Credito d'imposta per i costi per la quotazione in borsa delle pmi: ultima chiamata

| 16/10/2019 12:45


Nota a cura dell' dott. Alessandro Pinci, partner di Legalitax Studio Legale e Tributario

Le PMI che intendono accedere ad uno dei mercati regolamentati devono accelerare i tempi in quanto il credito d'imposta relativo ai costi di consulenza sostenuti proprio in occasione della quotazione, scadrà alla fine del 2020.


Tenuto conto dei tempi necessari per accedere alla quotazione non rimane molto tempo.


Perché le PMI dovrebbero prendere in considerazione la quotazione in Borsa.

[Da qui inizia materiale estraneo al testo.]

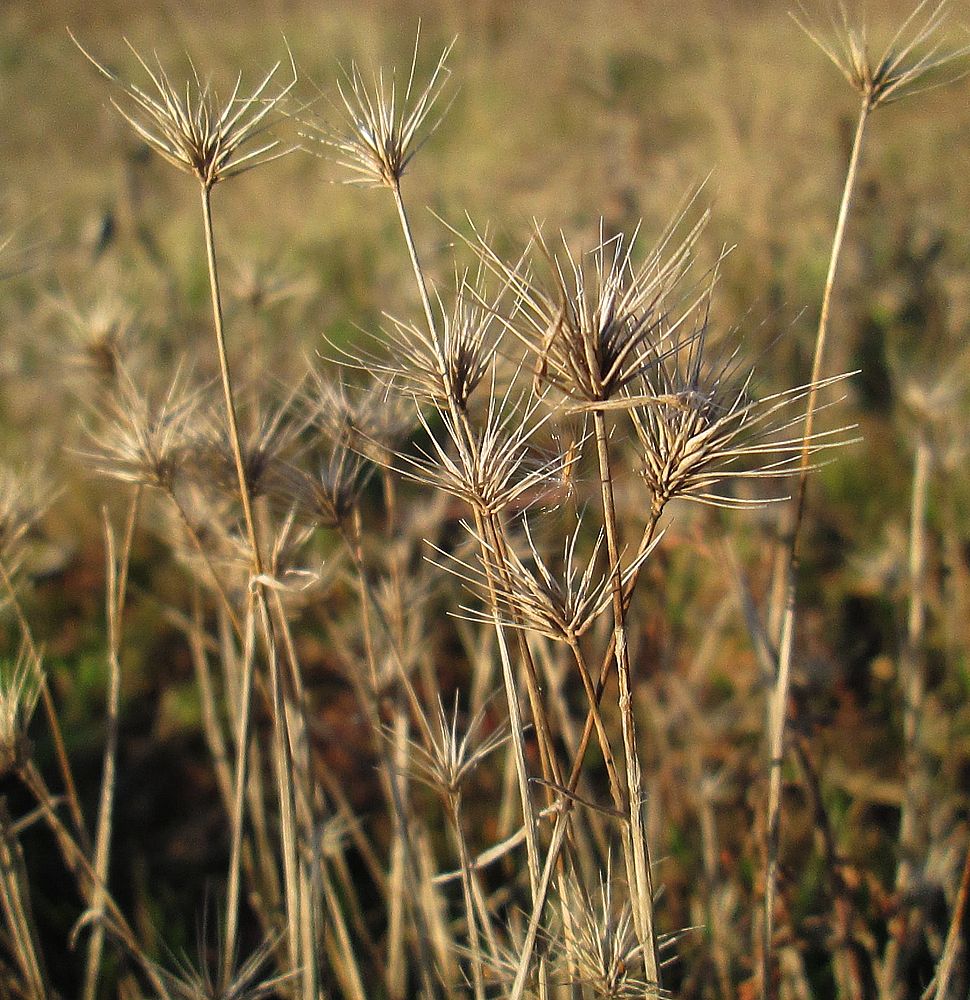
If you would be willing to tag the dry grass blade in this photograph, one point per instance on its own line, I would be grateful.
(914, 52)
(191, 128)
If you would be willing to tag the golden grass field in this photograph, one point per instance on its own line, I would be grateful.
(312, 822)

La quotazione può comportare una serie di vantaggi per le aziende e in particolare contribuire a migliorare alcuni aspetti quali:

• Diversificazione delle fonti di finanziamento: attraverso la quotazione possono essere raccolti nuovi capitali di rischio da investire nella realizzazione degli obbiettivi di business, per finanziare nuovi progetti o per portare a termine un'acquisizione;

• Il grado di merito creditizio: la maggior credibilità dovuta allo status di società quotata e la possibilità di effettuare in maniera più agevole successivi aumenti di capitale permettono di elevare lo standing creditizio, favorendo l'ottenimento di affidamenti e condizioni maggiormente favorevoli per importi, tassi e termini;

• Prestigio e visibilità aumentata: la quotazione aumenta la visibilità dell'impresa. Il riconoscimento pubblico acquisito attraverso i media e i documenti resi pubblici conferisce alle PMI un profilo più alto e una maggiore credibilità, il che si traduce in un target più ampio e diversificato di investitori. Ne consegue una maggior capacità di attrarre il collocamento degli strumenti finanziari emessi e quindi del valore della società.

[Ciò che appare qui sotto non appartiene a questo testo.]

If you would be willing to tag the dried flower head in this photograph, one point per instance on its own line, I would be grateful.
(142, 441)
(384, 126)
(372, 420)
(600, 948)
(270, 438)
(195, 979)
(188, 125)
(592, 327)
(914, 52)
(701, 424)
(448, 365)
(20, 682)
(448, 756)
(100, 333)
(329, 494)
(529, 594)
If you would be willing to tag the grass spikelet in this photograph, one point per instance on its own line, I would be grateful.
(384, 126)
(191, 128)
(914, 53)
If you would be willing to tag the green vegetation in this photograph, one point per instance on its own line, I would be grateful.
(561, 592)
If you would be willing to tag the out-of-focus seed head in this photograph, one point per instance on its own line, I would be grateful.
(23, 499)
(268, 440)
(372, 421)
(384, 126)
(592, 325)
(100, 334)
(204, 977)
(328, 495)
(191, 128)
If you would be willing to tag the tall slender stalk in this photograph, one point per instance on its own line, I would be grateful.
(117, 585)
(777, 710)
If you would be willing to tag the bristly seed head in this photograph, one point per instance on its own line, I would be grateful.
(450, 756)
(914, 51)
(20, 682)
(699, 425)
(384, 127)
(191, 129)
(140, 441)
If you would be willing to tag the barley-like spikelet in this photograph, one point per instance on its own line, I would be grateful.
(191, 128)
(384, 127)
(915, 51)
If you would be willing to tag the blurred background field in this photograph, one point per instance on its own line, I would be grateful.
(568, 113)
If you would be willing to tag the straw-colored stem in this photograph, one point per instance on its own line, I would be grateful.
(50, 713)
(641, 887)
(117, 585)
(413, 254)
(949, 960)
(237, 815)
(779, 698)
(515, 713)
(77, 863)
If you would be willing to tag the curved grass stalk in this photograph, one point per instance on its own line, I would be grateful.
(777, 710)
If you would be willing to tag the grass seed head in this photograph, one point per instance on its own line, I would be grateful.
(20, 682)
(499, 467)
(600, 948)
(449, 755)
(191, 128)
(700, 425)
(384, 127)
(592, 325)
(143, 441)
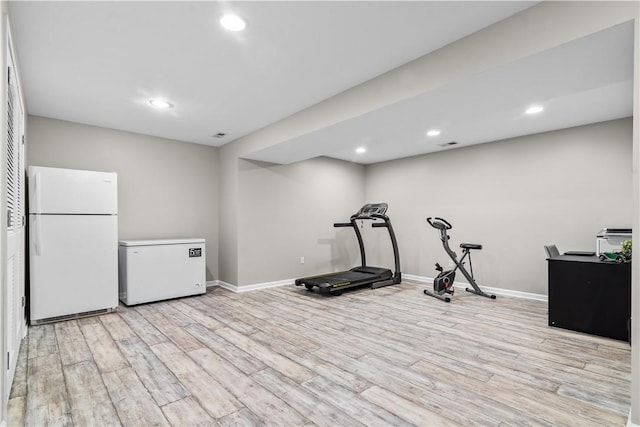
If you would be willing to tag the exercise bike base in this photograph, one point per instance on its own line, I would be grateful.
(440, 297)
(481, 293)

• Possibilità di adottare sistemi di incentivi per manager e dipendenti: la quotazione consente di promuovere l'azionariato dei propri dipendenti, di definire piani d'incentivazione del management basati su stock options (opzioni sui titoli) e di avere un feedback immediato sulle scelte intraprese dal management. Così facendo si instaura una relazione diretta tra successo aziendale e valore della loro partecipazione, aumentando la fedeltà e l'impegno a lungo termine dei dipendenti;

• Distribuzione efficiente del rischio: lo sviluppo dei mercati dei capitali ha da sempre permesso una distribuzione più efficiente del rischio attraverso il trasferimento del rischio ai soggetti disposti e in grado di sostenerlo. Pertanto, i mercati dei capitali permettono che il capitale sia sfruttato al meglio e che le attività più rischiose e più redditizie siano opportunamente finanziate.

Il credito d'imposta in questione rappresenta quindi una importante opportunità per le PMI in quanto riconosce fino al 50% dei costi di consulenza sostenuti per la quotazione in uno dei mercati regolamentati.


Il credito in oggetto è stato istituito con la Legge di Bilancio 2018 con uno stanziamento fino a 80 milioni di euro con tetto massimo di € 500.000 a società.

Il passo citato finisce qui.